- Blantonia Plantation House
- U.S. National Register of Historic Places
- Nearest city: Lorman, Mississippi
- Coordinates: 31°48′6″N 90°55′55″W﻿ / ﻿31.80167°N 90.93194°W
- Area: less than one acre
- Built: 1812
- Architectural style: Greek Revival
- NRHP reference No.: 93000145
- Added to NRHP: March 4, 1993

= Blantonia Plantation =

Historic house in Mississippi, United States

Blantonia Plantation House is a historic Southern plantation of Blantonia in Lorman, Jefferson County, Mississippi. John Blanton and Martha Belton "Patsy" Whitaker established the plantation in the early 1800s.

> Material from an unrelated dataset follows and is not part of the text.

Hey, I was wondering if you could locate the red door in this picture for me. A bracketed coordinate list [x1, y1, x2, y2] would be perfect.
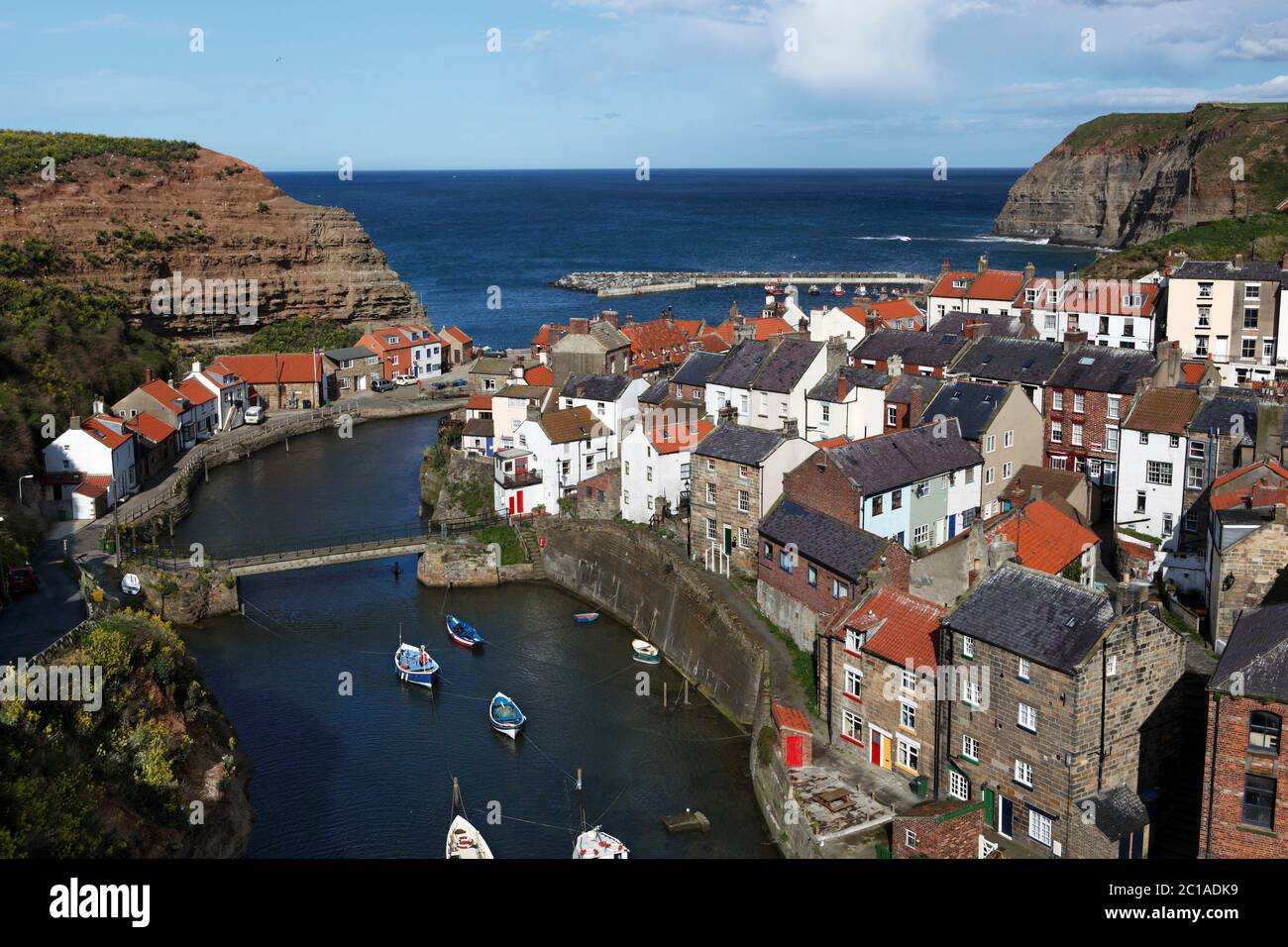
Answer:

John Blanton, originally from Virginia, moved to Kentucky about 1800 and eventually the family moved and established the plantation Blantonia, just south of Vicksburg. Blantonia Plantation House was initially constructed in 1812 as a pile-and-a-half "expanded I-house". Their son William Whitaker Blanton is listed in census records in Jefferson County, would establish the second Blantonia plantation, known as Blantonia plantation on Bachelor's Bend and referenced as Bachelor's Bend plantation in Hall v. United States, 92 U.S. 27 (1875). Another large, Blantonia plantation was also established in the area of Greenville, Mississippi in Washington County from a United States land grant in 1828 to the north along the Mississippi River. Throughout their history, the plantations were worked by enslaved people.

==Overview==
The plantation house has been listed on the National Register of Historic Places since March 4, 1993. The architectural style is Greek Revival.